The majority of the population, or 63%, is mestizo, 30% mayagna, and 7% misquito. Among the economic activities of the population are mining, forest ecotourism, and hydropower.
Bonanza’s geography is composed of mountains, irregular terrain elevating up to 300 meters above sea level.
Hospital Primario Esteban Jaenz Serrano
Esteban Jaenz Serrano, the primary hospital is a small, 30-bed, district hospital located in Bonanza in the North Caribbean Coast Autonomous Region of Nicaragua. It was inaugurated in 2002 and has an emergency area, operating room and ward area.
The primary hospital sees patients referred from the municipalities of Rosita and Prinzapolka turning it into a local reference unit. Furthermore, the hospital refers patients to Puerto Cabezas and Siuna.
The hopsital has only one functional operating room, which makes increasing surgical throughput a constant challenge. The surgical agenda is frequently interrupted due to cesarean surgeries and other emergency surgery.
The Siuna municipality covers an area of 5,039.81 km2. It belongs to the group of 5 municipalities that forms SILAIS Las Minas health sector. Siuna is about 334 km from Managua and 240 km to Puerto Cabezas.
The total population in Siuna is 103,462, of which 85% is rural. The urban population is 15%, of which the majority is ethnically mestizo. Throughout the municipality, the largest ethnicity is mestizo (98.7%), followed by Misquito (0.6%), Mayagna (0.6%) and Creole (0.1%).

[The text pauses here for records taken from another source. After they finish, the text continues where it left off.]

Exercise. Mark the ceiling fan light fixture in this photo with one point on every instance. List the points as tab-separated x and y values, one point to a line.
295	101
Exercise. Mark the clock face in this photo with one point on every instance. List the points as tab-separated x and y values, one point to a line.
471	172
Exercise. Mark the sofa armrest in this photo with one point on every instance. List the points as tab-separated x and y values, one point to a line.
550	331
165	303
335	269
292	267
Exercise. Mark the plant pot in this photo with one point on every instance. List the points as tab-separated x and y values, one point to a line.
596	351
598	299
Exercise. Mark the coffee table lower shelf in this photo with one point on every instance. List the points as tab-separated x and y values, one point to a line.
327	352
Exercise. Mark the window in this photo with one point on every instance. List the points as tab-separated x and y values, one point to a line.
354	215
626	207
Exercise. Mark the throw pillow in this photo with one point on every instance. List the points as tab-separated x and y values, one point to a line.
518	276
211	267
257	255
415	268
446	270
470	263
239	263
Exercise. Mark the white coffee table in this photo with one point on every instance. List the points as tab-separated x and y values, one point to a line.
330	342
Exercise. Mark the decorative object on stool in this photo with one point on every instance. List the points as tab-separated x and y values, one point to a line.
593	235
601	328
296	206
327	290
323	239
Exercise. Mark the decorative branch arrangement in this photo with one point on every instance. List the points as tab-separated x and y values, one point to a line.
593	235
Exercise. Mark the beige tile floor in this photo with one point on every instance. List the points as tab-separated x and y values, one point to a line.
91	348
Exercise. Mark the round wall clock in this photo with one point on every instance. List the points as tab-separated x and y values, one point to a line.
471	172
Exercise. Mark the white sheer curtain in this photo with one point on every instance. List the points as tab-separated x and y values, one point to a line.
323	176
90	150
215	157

Siuna offers extensive forests of precious wood, namely mahogany and cedar. Due to its geographical position it also includes mountainous elevations, rivers and water sources.
The municipality has a tropical monsoon with temperatures averaging 26º C and a precipitation higher than 2,000 mm annually.

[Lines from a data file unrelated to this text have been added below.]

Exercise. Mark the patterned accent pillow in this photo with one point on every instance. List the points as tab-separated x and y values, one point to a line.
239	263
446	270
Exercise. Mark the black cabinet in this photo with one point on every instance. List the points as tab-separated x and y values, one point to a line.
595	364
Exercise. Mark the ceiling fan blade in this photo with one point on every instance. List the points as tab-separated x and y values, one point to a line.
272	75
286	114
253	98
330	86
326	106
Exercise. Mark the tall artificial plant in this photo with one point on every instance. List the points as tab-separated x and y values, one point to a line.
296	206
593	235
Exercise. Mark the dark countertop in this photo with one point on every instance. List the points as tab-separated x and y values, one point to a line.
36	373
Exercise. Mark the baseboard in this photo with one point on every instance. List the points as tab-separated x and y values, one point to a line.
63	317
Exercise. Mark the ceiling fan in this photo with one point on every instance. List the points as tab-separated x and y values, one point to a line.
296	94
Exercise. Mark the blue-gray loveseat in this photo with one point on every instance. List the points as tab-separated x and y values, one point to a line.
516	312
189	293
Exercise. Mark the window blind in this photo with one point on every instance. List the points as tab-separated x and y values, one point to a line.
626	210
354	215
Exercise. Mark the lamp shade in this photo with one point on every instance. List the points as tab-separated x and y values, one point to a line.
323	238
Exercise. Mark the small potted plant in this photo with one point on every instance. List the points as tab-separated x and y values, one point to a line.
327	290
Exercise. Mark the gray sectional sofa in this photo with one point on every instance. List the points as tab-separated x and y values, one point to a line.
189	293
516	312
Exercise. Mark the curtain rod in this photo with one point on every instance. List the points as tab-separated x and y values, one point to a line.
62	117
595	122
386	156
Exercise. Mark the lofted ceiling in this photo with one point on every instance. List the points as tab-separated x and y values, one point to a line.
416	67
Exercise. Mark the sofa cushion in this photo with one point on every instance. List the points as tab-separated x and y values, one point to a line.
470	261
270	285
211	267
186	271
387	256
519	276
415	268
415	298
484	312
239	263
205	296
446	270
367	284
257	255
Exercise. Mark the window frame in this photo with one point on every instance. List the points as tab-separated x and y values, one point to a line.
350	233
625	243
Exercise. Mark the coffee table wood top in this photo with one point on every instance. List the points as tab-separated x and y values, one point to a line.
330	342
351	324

The urban sector of the municipality includes schools, recreational parks, baseball stadium, basketball courts, restaurants, hotels and bars, as well as a town hall, airstrip and police station.
Hospital Primario Carlos Centeno
Carlos Centeno is a primary hospital inaugurated in 2001. Patients are frequently referred from the municipalities of Rosita, Bonanza, Prinzapolka, Waslala and Mulukukú.

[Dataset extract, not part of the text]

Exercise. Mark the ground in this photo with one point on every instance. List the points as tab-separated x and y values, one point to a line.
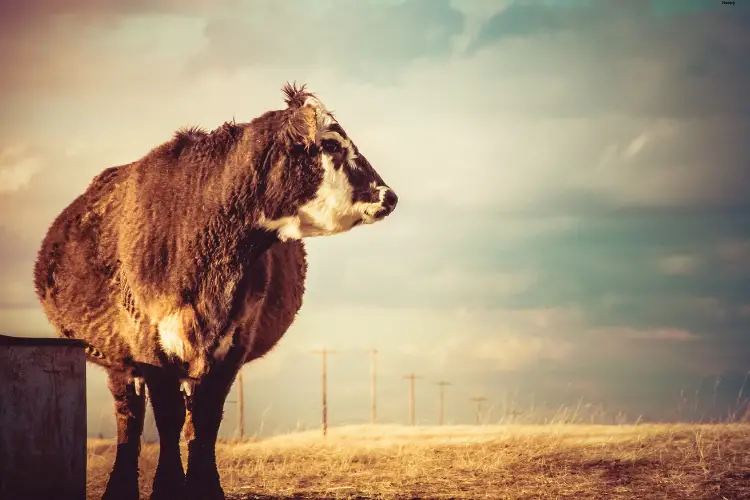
647	461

The hospital has 48 beds. It currently has one major functional operating room and a second operating room that was habilitated in 2016, although incompletely in order to help with the demand on scheduled and emergency surgery. The hospital currently offers services in the following specialized areas: maxillofacial surgery, pediatric surgery, orthopedic surgeon, radiology anestehsiology, urology, internal medicine, general surgery, obstretic and gynecology and pediatrics.
In order to reduce maternal mortality indices, 4 casas maternas (maternal house) were created, two of which are located in the urban zone and 2 in the Hormiguero and Las Quebradas. The maternal house model has been shown throughout the country to be an effective strategy in improving safe birth and pregnancy complications.